Friends, family mourn loss of Palatine Township farming mainstay
Many farmers moved as suburbia closed in but Harold Bergman stayed, leading a simple life on the land where he was born June 1, 1916.
He grew hay well into his 90s at the family homestead at Algonquin and Ela roads in Palatine Township and for several years was considered the oldest farm operator in Cook County.
But a true piece of area history has gone. On Saturday, friends, family and well wishers bid farewell to the 101-year-old mainstay and he was laid to rest at Mount Hope Cemetery, which was started by his grandfather.
"His family has played an important part in the development of Palatine Township and in Hoffman Estates," Mayor Bill McLeod said on June 1, 2013, which was dedicated Harold Bergman Day. "We felt it was appropriate."

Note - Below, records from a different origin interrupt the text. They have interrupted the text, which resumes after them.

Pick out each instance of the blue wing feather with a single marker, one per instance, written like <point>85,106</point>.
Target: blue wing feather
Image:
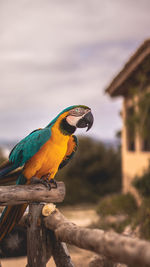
<point>29,146</point>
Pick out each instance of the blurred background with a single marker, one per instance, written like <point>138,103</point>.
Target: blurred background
<point>54,54</point>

Bergman also received official recognition of his achievements from both the Illinois Comptroller's office and the Cook County Farm Bureau.

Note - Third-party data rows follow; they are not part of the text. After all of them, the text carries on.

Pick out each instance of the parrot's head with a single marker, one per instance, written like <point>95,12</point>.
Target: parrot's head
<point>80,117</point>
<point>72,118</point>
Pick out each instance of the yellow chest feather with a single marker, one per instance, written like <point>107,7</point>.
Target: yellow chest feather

The family had deep roots in the area dating to 1852 and were among the early settlers who supported what is now the St. John United Church of Christ. His father was on the school board that oversaw the construction of Palatine High School, from which Bergman graduated in 1933.
He continued his education, graduating from the University of Illinois in 1939 and was teaching agriculture and science courses in southern Indiana until his father fell ill. Bergman returned in 1943 and never left.
They may not have known it but generations of suburban residents have driven past the Bergman homestead, originally a 200-acre dairy farm. Most of the land was taken by eminent domain in the mid-1960s by the Cook County Forest Preserve District to develop the Ned Brown Forest Preserve. The family grew wheat, oats, hay, barley, corn and soybeans north of Algonquin Road on the remaining 38 acres.
In interviews over the years, Bergman came across as humble and hardworking, rarely taking a day off and enjoying what became his life's work.
He was dedicated to his family and church, according to his obituary, and said his service to the Lord brought a great sense of purpose and deep meaning.
He was born in the farm house built by his grandfather on Algonquin Road just west of Ela Road and what is now Harper College.
A resourceful Bergman began growing hay exclusively, which was in demand from trainers at Arlington Park racetrack and area horse owners. He kept at it until he was 99 and for much of that stretch, not only operated the tractors but helped lift and store the bales.
In 2015, five generations of farm equipment and personal belongings were sold at auction.
"That's life. You've got to adjust to what the next day brings," Bergman said at the time.
Last year, construction began on 81-home subdivision approved for the former farm.